As orientações básicas para as equipes de atendimento pré-hospitalar preservarem vestígios são:

  • Deve-se prestar cuidados de emergência à vítima, porém com preservação dos vestígios e do local. Assim, a equipe deve isolar o local, entrar e sair pelo mesmo local, impedir entrada de pessoas, não caminhar sobre fluidos que estejam no chão, utilizar luva e máscara para manusear a vítima (GOMES, 2014; FRANÇA, 2015);
  • Não se deve puncionar veias no dorso da mão, preferencialmente as veias antecubitais ou centrais. Deve-se identificar locais de punção venosa e drenagem com círculos utilizando caneta de tinta permanente (GOMES, 2014);
  • Deve-se descrever as características dos ferimentos, identificando, se existirem, os orifícios de entrada e saída. Em caso de dúvidas, deve-se descrever apenas a localização, incluindo tamanho, a presença ou ausência de anéis de abrasão e a presença de fuligem (GOMES, 2014);
  • Não se deve colocar a roupa da vítima no chão nem deixá-la no veículo de transporte amarrotada ou colocada em saco plástico.
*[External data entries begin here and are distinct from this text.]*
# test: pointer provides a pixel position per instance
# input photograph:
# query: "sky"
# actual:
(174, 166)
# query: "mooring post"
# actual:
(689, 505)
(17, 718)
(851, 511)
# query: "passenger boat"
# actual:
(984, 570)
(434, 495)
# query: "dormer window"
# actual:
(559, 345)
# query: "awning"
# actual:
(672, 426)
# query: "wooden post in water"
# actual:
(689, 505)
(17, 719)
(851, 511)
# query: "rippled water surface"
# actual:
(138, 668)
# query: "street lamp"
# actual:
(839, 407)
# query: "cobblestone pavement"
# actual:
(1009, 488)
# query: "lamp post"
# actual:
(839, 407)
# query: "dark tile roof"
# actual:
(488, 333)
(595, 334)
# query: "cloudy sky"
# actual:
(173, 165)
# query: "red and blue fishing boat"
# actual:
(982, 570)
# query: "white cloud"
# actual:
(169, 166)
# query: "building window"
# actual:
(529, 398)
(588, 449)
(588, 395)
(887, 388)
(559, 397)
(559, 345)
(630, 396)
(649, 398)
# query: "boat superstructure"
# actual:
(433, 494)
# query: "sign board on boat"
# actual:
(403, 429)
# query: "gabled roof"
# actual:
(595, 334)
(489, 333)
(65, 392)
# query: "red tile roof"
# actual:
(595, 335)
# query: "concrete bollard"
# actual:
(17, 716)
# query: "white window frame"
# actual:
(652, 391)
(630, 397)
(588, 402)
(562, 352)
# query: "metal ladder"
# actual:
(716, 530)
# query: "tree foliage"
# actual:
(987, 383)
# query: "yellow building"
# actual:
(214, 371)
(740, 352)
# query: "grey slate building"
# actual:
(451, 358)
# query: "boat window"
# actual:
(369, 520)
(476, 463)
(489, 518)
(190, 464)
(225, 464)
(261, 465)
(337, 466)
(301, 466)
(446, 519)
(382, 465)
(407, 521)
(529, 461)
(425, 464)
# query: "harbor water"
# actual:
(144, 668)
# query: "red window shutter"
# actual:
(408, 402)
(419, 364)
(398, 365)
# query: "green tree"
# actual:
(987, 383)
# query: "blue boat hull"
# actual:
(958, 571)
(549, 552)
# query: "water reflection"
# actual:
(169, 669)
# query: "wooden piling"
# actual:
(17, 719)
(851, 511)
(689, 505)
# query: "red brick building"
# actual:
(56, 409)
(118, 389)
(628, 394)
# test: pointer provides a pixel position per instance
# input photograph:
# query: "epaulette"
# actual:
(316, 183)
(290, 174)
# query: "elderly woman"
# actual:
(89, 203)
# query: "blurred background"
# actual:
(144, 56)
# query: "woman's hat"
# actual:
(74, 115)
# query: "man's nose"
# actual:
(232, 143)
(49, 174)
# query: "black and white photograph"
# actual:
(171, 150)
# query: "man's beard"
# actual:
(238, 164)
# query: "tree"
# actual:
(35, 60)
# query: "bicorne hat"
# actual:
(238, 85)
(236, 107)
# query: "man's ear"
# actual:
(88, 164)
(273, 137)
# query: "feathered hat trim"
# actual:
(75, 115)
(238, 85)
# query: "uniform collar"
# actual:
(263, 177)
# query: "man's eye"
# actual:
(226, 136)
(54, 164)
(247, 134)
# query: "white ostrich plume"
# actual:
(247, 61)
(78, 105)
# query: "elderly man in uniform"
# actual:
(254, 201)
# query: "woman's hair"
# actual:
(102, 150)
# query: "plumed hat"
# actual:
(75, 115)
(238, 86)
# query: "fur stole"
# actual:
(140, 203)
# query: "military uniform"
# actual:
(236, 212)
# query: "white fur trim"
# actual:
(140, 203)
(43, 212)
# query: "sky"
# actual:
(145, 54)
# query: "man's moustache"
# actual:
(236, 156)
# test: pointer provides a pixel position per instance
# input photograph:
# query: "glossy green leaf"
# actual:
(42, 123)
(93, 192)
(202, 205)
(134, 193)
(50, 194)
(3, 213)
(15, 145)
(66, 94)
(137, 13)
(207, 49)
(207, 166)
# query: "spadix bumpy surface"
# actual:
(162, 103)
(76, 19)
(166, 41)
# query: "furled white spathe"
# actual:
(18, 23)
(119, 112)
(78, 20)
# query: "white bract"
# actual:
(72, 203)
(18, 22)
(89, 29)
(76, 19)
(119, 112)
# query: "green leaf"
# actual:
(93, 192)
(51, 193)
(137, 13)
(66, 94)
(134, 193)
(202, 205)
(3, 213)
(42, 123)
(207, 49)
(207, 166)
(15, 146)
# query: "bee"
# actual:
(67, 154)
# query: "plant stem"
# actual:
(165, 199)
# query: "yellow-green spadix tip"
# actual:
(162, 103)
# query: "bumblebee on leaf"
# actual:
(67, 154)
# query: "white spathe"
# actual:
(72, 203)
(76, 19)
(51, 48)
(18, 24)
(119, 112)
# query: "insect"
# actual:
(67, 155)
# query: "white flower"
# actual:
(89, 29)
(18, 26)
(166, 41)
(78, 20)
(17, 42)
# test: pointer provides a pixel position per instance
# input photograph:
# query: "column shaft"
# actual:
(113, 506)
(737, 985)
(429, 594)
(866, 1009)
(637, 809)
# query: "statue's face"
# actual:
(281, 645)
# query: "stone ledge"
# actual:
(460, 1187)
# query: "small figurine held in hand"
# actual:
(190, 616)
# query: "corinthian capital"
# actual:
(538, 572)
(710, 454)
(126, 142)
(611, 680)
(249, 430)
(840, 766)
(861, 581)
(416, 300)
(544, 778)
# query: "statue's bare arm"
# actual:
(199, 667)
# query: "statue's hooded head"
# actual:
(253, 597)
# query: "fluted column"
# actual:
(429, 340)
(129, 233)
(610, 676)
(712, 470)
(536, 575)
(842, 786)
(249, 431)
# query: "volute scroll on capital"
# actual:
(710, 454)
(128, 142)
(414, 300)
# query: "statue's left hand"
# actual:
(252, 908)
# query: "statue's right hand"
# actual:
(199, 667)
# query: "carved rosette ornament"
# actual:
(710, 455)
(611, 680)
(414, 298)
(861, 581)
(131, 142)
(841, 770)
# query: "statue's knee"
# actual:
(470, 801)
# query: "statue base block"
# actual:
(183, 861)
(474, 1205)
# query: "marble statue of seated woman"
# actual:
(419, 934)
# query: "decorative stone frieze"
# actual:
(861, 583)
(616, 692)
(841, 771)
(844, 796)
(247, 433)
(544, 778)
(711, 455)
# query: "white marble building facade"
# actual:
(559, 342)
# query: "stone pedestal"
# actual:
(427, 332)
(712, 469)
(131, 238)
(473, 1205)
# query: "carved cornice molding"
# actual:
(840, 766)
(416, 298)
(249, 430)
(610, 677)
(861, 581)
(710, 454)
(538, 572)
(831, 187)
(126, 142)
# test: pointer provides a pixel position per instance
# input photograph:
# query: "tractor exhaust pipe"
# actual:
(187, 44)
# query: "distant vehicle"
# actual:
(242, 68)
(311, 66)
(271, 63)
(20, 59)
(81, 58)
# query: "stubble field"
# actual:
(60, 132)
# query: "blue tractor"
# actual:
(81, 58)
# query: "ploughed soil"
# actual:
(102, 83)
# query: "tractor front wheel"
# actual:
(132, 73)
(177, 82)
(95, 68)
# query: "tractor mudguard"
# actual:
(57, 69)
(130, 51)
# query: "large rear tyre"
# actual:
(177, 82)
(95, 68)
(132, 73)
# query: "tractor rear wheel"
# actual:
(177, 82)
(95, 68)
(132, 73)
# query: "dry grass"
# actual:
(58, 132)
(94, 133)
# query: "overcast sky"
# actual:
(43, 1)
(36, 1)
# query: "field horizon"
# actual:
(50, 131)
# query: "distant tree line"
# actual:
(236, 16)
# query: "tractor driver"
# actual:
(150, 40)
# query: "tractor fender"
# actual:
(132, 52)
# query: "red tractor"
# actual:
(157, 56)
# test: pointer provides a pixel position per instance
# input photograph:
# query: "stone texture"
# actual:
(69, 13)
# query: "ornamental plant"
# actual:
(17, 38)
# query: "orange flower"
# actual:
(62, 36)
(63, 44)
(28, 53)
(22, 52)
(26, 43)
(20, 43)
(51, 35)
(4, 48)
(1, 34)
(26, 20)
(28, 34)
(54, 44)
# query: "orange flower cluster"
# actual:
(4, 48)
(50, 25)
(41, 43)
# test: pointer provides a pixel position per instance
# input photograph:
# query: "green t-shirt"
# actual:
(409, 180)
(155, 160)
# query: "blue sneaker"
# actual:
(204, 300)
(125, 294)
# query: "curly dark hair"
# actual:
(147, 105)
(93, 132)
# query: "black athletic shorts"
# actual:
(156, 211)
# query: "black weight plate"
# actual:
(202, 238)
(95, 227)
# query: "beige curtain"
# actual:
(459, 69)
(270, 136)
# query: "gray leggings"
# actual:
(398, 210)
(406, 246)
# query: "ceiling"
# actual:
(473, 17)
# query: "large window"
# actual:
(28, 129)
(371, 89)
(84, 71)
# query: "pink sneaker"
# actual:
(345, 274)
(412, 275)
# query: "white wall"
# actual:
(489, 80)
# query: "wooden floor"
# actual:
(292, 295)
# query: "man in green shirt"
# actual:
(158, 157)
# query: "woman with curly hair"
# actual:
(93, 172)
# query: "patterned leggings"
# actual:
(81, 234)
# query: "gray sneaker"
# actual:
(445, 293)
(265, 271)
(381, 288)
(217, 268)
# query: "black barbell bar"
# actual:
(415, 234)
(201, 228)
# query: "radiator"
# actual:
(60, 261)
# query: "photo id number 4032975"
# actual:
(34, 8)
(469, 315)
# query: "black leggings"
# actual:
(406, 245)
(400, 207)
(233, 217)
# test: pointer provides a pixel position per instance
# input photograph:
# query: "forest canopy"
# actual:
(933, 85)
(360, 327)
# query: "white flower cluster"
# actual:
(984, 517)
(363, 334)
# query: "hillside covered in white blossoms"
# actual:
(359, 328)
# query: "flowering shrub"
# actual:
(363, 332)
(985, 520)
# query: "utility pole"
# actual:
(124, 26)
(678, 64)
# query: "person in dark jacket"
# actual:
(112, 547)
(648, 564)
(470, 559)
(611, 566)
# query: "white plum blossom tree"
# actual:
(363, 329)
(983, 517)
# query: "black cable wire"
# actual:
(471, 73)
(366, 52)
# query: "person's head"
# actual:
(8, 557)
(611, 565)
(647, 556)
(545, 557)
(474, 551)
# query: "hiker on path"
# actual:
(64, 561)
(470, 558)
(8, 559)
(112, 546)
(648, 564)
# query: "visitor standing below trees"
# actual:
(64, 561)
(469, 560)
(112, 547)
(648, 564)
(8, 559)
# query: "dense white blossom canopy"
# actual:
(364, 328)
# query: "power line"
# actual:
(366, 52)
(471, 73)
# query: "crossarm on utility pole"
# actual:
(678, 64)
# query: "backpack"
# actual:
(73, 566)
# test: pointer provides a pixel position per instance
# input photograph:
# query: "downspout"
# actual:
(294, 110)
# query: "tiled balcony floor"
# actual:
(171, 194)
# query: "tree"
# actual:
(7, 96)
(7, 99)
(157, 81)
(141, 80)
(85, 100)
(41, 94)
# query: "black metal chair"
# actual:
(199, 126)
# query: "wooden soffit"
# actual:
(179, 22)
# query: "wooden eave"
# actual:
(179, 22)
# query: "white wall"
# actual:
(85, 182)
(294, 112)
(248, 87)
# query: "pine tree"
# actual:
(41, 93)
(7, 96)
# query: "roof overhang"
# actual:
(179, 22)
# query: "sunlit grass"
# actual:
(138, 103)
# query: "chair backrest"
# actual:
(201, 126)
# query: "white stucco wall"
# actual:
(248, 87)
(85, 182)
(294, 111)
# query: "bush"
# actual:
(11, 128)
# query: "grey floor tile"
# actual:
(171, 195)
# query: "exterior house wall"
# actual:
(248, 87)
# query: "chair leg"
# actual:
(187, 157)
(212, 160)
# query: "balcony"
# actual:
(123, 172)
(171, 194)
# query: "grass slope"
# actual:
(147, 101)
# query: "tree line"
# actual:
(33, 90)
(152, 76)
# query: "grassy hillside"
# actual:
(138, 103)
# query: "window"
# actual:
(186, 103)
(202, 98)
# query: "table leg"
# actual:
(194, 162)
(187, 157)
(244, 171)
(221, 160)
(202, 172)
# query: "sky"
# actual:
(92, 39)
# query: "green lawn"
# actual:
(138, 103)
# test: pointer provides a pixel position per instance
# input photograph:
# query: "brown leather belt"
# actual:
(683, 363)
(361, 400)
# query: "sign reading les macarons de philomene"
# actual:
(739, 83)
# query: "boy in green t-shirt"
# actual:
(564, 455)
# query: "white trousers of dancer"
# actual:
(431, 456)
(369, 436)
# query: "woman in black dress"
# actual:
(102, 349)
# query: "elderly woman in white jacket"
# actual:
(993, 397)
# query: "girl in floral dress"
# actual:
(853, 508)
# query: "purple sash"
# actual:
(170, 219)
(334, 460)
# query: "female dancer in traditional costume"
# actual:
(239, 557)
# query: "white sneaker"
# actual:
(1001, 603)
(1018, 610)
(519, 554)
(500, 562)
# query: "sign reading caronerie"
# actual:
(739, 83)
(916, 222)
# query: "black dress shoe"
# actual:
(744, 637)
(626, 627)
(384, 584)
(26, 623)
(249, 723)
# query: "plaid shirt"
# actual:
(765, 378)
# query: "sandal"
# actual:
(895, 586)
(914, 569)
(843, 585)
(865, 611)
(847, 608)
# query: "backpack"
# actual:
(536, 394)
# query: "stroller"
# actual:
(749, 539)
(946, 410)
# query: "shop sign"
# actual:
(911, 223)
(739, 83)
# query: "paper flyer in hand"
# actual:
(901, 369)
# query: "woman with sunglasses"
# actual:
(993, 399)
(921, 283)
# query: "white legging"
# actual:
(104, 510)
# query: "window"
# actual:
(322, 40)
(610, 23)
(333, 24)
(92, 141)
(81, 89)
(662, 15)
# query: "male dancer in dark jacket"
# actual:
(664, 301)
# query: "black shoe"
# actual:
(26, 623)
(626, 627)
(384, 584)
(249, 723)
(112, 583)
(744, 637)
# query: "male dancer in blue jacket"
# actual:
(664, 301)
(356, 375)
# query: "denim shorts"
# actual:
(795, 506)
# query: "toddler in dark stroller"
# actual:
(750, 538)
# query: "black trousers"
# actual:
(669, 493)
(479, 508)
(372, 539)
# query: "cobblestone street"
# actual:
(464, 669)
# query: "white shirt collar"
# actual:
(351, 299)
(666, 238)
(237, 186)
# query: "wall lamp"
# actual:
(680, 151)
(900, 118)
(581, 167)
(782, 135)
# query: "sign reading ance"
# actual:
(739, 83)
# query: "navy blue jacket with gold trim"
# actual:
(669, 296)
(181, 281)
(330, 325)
Se não for possível, por falta de tempo, colocar em saco de papel, deve-se colocá-la em cima de papel ou lençol branco para facilitar a secagem (GOMES, 2014);
  • Deve-se observar e documentar a localização original dos itens antes de removê-los. Não se deve ligar ou desligar quaisquer luzes ou aparelhos eletrodomésticos (FRANÇA, 2015; GOMES 2014);
  • Deve-se ter muita atenção na hora da verificação do óbito (GOMES, 2014);
  • Não se deve fumar nem beber no local (GOMES, 2014);
  • Não se deve fazer juízo de valor, deve-se registrar, de forma imparcial, os fatos e não tirar conclusões precipitadas (FRANÇA, 2015; GOMES, 2014).